Sentei na bancada e rapidamente fui atendida pela menina que desviou a atenção do meu estagiário mais cedo.
— Boa tarde, o que vai querer? — perguntou ela.
— Um bife acebolado com salada e arroz integral, sem macarrão, por favor.
— A caminho.
Enquanto a minha refeição estava sendo preparada pensei no que meu namorado estaria fazendo agora. Com certeza, discutindo com a possível amante dele sobre como eu fui egoísta hoje. Vocês devem estar se perguntando: Então por que você namora esse cara? A resposta é simples, sem ele eu não tenho com quem me sentir superior fora daqui.
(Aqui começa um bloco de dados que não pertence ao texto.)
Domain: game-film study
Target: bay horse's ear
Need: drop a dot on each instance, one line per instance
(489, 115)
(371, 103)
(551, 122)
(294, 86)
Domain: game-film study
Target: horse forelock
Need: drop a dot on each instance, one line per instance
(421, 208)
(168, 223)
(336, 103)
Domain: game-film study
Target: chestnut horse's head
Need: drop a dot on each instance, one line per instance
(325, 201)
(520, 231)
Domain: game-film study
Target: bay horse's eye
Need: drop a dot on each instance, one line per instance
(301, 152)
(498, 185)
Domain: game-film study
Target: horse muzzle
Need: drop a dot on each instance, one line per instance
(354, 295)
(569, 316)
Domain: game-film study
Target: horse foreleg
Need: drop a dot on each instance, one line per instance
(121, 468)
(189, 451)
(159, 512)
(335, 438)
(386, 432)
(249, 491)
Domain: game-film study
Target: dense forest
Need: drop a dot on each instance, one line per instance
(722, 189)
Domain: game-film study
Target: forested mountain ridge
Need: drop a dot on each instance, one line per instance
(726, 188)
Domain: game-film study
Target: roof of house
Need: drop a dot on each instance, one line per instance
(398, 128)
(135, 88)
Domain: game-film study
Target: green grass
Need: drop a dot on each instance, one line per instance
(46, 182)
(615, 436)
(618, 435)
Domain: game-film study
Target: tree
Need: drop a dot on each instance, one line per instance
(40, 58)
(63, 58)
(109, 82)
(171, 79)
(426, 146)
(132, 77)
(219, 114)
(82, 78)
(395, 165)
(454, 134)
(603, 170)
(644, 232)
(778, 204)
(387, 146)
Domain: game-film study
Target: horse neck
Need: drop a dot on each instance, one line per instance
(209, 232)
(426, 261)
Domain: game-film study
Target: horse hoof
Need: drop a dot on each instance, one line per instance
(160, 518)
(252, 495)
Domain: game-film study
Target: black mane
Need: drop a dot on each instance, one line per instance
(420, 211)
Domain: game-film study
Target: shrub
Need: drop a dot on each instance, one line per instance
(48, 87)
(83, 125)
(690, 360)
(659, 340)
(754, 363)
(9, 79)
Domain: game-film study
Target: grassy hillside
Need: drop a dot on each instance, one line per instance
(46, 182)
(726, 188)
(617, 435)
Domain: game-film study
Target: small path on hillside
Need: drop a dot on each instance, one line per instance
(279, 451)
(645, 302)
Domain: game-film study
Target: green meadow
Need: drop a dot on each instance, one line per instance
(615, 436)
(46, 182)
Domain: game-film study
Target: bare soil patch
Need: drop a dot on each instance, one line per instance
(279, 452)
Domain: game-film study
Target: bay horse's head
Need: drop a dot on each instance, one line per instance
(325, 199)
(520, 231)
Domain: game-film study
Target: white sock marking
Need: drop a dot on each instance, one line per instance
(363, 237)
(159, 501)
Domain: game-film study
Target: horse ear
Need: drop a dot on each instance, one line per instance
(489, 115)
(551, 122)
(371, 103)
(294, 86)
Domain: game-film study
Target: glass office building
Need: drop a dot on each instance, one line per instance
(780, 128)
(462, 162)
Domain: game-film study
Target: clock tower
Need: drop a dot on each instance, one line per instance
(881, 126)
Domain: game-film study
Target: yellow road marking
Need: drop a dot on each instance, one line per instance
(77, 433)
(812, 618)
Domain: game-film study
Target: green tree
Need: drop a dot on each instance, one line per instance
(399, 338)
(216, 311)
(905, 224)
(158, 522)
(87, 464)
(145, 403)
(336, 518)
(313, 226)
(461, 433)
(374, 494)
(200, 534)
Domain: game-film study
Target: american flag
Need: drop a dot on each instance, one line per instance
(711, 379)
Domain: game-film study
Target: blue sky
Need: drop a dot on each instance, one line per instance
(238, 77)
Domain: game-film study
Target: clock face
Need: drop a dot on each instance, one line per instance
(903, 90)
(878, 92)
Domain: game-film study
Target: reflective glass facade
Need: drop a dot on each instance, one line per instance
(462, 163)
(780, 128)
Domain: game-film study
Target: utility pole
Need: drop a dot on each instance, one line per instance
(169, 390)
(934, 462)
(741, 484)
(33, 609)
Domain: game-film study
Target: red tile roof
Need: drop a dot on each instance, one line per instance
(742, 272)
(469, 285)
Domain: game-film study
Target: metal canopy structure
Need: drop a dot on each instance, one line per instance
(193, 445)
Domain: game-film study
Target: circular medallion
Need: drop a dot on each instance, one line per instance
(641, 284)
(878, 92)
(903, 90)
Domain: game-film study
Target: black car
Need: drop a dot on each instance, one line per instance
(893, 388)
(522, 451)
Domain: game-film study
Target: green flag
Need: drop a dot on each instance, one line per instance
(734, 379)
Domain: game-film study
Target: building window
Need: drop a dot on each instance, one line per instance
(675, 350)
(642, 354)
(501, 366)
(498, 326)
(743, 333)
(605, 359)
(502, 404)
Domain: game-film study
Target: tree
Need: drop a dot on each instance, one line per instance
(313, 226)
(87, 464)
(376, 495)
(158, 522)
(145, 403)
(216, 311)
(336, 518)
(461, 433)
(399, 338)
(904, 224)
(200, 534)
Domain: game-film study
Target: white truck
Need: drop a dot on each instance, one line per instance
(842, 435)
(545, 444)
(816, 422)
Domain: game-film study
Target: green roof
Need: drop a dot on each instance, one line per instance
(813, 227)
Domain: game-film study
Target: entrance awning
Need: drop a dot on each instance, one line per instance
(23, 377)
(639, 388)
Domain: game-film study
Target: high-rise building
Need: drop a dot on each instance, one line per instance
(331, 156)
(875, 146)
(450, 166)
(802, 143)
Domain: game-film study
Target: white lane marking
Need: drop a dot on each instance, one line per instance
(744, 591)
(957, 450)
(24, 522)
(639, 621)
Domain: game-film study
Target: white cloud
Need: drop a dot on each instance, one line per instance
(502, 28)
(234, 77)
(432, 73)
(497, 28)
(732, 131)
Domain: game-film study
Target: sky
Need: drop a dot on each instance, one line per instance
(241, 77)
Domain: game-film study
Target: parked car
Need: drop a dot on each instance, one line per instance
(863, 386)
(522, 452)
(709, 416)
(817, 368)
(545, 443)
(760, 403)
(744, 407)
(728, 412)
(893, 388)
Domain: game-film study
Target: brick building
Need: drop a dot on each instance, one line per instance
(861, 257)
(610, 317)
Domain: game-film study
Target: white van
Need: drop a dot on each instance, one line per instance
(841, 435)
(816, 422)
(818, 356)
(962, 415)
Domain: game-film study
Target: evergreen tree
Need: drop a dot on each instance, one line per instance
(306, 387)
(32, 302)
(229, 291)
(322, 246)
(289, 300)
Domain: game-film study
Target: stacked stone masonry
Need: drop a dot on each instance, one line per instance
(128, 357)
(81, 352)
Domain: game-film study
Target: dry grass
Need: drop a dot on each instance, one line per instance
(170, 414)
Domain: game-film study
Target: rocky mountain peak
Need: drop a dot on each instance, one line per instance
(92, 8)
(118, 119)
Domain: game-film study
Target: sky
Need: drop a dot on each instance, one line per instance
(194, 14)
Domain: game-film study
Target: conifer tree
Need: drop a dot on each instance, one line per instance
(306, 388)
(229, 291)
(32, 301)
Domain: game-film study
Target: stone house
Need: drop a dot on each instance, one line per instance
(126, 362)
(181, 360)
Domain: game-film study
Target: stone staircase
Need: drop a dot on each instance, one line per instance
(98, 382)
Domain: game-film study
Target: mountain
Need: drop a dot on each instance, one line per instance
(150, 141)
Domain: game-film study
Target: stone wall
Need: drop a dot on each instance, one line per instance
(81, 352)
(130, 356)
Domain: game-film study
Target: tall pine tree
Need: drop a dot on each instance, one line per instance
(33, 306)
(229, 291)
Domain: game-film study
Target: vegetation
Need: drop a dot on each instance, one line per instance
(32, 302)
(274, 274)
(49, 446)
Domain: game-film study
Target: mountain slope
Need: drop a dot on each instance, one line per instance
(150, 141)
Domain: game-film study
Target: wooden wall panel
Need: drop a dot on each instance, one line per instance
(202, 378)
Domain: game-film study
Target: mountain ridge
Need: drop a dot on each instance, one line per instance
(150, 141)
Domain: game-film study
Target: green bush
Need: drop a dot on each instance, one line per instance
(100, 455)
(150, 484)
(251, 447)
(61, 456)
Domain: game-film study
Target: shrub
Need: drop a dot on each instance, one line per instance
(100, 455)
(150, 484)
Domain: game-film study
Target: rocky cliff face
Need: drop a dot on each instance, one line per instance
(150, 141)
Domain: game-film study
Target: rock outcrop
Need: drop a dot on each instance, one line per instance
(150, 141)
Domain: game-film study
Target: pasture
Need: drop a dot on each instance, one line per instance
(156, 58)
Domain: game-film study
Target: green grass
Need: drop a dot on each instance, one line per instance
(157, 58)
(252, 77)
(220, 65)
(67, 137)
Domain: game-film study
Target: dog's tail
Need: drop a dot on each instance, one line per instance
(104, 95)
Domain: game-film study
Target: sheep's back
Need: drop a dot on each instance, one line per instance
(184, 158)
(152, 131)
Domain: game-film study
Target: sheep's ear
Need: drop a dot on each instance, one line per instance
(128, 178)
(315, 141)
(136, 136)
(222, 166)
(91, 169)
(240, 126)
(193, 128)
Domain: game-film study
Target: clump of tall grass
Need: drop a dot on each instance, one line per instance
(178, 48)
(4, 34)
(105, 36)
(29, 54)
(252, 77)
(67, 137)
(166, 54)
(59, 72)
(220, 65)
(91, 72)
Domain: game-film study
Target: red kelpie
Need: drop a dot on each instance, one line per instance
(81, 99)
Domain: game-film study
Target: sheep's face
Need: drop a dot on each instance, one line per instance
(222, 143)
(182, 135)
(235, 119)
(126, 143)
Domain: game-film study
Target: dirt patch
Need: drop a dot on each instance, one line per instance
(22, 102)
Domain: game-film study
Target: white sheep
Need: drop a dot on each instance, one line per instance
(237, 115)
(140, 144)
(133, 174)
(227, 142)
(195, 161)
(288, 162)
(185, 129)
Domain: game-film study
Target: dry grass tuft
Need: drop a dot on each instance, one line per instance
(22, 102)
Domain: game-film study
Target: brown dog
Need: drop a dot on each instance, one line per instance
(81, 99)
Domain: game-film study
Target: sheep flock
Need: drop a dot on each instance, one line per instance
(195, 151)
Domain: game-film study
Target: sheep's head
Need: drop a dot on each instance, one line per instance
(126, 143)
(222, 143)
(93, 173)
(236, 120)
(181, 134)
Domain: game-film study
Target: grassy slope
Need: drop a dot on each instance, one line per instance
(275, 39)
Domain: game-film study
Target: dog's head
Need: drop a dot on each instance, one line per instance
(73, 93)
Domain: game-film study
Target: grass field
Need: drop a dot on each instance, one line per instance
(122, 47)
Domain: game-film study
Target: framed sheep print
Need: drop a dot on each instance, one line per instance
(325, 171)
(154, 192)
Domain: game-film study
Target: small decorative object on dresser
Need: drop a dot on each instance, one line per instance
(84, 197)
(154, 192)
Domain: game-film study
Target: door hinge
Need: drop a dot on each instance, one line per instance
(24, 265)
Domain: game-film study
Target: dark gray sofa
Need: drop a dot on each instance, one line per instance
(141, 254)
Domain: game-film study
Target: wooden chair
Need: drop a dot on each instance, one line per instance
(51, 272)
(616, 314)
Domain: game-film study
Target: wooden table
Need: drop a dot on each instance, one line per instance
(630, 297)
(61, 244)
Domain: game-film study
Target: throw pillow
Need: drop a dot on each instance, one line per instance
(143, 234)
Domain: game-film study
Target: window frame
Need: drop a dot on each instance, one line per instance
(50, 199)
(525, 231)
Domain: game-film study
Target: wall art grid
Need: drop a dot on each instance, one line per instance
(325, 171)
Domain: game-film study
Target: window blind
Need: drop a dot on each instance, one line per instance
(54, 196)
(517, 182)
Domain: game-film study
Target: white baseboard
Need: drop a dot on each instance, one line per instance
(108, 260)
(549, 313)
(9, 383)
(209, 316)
Eu chegaria em casa, sentaria no meu sofá e comeria doces para alimentar meu vazio. Pois é, eu não quero me imaginar sendo assim.
Depois de um tempo, senti um cheiro de queimado, era o meu bife. A garçonete estava enviando mensagens no celular enquanto a carne estava exalando fumaça!
— Com licença. — disse com uma voz firme, porém discreta. — Não acha que tem algo de errado?
Ela olhou pra mim com um olhar perdido. Assim que reparou o que estava acontecendo entrou em desespero, desligou o fogo e me pediu desculpas, porém eu estava sem condições de ser gentil. Mesmo assim, evitei causar confusão:
— Com licença.
Saí enfurecida e sem olhar para trás. Mesmo assim ainda estava com fome. Fui a uma máquina de alimentos e peguei um amendoim para não desmaiar antes de chegar em casa. Quando cheguei no térreo percebi que estava começando a chover. Eu vim de carona com meu namorado e estava numa péssima hora para ligar pra ele. Fiquei na porta do hospital tentando pedir um Uber e depois que finalmente tinha conseguido baixar o aplicativo, percebi que deixei minha carteira na minha sala. Enfurecida subi novamente, quando entrei no setor e destranquei a porta, comecei a observar o ambiente e cheguei a conclusão de que era lá que eu iria ficar durante o horário de almoço. Depois dessa correria, nada como uma sala de terapia vazia pra descansar. Infelizmente, falei cedo demais.
— Doutora Nicole, você por aqui? — disse o meu assistente, que estranhou minha presença naquele horário.
— O que você quer? Eu tive uma manhã cheia e resolvi ficar aqui.
— Tudo bem. Vai precisar de alguma coisa.
— Sim. — exclamei. — Quero que saia, obrigada.
Ele se calou e se retirou. Não demorou muito, Isaac passou pela sala e reparou em mim que estava sentada na cadeira e lendo um livro.
— Doutora Nicole? — perguntou ele confuso.
— Eu mereço. — resmunguei. — E você? O que quer?
— Achei que iria almoçar em casa.
— Mudança de planos.
— Ah... Legal... — ele ficou na porta como quem não quer nada, mas que, na verdade, alguma coisa quer.
— O que faz aqui?
— Bom, eu não conheço muito bem a cidade e eu estou cansado pra ir pro hotel e desfazer as malas, então eu pensei em ficar aqui mesmo e sabe, né? Aguardar o segundo turno.
— Ah. — respondi. — Ótimo. Divirta-se.
Ele ia saindo, mas tinha lembrado de algo importante.
— Ei, ei, ei, ei, ei! — o chamei imediatamente.
— Sim, doutora.
— A sua namoradinha, paquera, seja lá o que você esteja querendo, pois é, não invista nela.
— Estou ciente deste conselho, doutora.
— Estou falando sério. Ela queimou meu bife.
— Como?
— Longa história, enfim, faça o que quiser, só não se misture com ela.
Ele saiu meio insatisfeito e deixando bem à vista que não iria seguir meu conselho. Parece um paciente que eu tenho e que, por acaso, a sua consulta é a próxima na minha agenda.